Virgil Cojocaru is a JD candidate at Osgoode Hall Law School.
In a recent paper, Michael Jacobs and Alan Devlin discuss the debate in forcing monopolists to license their IP. By licensing their IP, monopolists would increase market innovation and create a competitive environment. However, these advantages come with a significant drawback. They can decrease the IP monopolists’ motivation to invent. Ultimately, this shows tension between the short term and long term. The advantages are short term gains, while the decreased incentive is a long term phenomenon.
This complicated picture has led to the European Court of First instance and Courts in the United States to part ways on the subject. The latter are against compulsory licensing, while the former view it as within their purview. Ideals also play a significant role. The Americans believe that a judge is not in a good position to determine the terms of a compulsory license. On the other hand, Europe is all about administrative frameworks and believes market forces cannot always be trusted. From an economic standpoint, neither approach is superior. To put it bluntly, we do not know which yields better results.

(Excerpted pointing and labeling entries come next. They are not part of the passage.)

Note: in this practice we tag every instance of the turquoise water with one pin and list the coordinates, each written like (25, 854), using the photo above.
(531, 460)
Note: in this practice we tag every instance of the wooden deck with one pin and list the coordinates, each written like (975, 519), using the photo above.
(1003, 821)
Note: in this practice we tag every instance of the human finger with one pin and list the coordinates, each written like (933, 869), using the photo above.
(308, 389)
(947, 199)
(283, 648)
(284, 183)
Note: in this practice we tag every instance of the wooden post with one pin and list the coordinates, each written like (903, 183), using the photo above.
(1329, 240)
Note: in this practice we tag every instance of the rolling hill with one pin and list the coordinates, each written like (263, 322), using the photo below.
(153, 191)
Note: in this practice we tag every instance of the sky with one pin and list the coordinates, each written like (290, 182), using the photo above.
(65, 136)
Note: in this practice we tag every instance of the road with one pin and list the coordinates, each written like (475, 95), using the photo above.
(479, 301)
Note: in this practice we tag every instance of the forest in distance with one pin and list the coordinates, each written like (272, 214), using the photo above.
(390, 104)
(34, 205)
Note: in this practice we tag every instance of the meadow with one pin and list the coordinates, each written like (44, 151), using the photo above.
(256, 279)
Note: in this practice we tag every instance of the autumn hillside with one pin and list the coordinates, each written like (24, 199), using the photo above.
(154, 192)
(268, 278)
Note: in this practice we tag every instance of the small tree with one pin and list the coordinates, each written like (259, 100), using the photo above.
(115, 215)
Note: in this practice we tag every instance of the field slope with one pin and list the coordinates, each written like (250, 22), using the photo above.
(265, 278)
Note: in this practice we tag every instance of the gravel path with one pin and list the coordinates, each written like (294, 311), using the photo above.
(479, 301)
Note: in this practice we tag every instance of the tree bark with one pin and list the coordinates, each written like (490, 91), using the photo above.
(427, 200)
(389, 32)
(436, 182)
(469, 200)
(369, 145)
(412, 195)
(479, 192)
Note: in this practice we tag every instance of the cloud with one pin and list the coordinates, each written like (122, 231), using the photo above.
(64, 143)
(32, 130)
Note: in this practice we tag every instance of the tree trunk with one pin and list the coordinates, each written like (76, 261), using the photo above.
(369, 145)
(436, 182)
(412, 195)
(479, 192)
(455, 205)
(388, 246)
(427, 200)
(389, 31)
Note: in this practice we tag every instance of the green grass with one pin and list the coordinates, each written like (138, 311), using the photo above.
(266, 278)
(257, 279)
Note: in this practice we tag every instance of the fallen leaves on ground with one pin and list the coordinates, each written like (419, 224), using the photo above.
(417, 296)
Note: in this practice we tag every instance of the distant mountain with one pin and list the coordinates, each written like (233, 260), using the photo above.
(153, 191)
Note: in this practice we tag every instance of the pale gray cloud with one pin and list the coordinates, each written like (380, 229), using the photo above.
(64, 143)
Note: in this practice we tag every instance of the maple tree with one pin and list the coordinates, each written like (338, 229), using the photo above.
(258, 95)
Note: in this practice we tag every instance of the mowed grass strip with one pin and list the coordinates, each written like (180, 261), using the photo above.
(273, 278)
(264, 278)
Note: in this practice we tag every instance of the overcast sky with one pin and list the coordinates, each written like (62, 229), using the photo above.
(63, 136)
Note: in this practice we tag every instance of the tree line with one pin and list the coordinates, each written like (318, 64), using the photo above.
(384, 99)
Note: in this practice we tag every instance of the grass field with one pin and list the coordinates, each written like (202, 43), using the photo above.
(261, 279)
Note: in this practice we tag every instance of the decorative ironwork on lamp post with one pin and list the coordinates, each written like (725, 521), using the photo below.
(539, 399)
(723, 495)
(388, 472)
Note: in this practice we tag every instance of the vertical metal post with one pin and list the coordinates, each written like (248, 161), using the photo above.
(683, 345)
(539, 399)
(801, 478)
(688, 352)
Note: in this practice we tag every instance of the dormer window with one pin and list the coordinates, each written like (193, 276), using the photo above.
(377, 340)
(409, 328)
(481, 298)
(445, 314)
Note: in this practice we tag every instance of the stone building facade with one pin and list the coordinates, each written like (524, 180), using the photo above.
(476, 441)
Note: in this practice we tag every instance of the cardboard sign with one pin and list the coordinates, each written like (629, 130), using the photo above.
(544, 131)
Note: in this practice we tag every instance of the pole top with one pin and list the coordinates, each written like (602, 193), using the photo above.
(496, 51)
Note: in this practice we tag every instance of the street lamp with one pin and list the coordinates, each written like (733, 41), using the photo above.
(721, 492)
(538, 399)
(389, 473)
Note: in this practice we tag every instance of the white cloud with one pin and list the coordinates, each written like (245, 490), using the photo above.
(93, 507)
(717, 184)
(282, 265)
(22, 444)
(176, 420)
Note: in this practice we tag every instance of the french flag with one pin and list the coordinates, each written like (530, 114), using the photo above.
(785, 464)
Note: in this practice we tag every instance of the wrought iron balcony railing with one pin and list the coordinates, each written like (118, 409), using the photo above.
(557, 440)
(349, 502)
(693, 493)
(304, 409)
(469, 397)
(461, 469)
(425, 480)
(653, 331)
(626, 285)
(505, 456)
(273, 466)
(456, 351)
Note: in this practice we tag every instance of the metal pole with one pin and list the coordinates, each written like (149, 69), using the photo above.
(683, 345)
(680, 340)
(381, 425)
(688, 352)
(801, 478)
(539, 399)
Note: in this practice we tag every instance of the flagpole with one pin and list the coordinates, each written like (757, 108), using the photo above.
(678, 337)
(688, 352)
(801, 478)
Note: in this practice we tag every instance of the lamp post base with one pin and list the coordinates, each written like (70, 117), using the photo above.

Setting context aside, why would the European Courts need to interfere? A dominant firm can charge monopoly prices for licensing its IP. A lot of money could be made. By refusing to license, others could simply invent around the technology, eventually outclassing the monopolist. While there are risks with licensing, these can be reduced through license terms. Furthermore, by licensing, a dominant IP firm can ensure that its IP is firmly entrenched in the next generation of inventions.
Even so, there are reasons why a monopolistic firm might prefer, at least for now, not to license its IP. It could be due to an uncertainty over the monopoly price. Although the IP would have a certain value in one market, it might have an even greater price in a yet unexplored/unknown setting. Hence, a monopoly price set today would allow a competitor time to find another market where it could charge a higher price. Alternatively, the firm might know the right price to charge, but might consider that the benefits are outweighed by the costs, whether in terms of enforcing the license or perhaps any advantage its competitors might receive from licensing. Jacobs and Devlin use these arguments to come to the conclusion that the monopolistic firm is in the best position to determine whether or not it should grant licenses. Courts or government agencies should have little to do with it.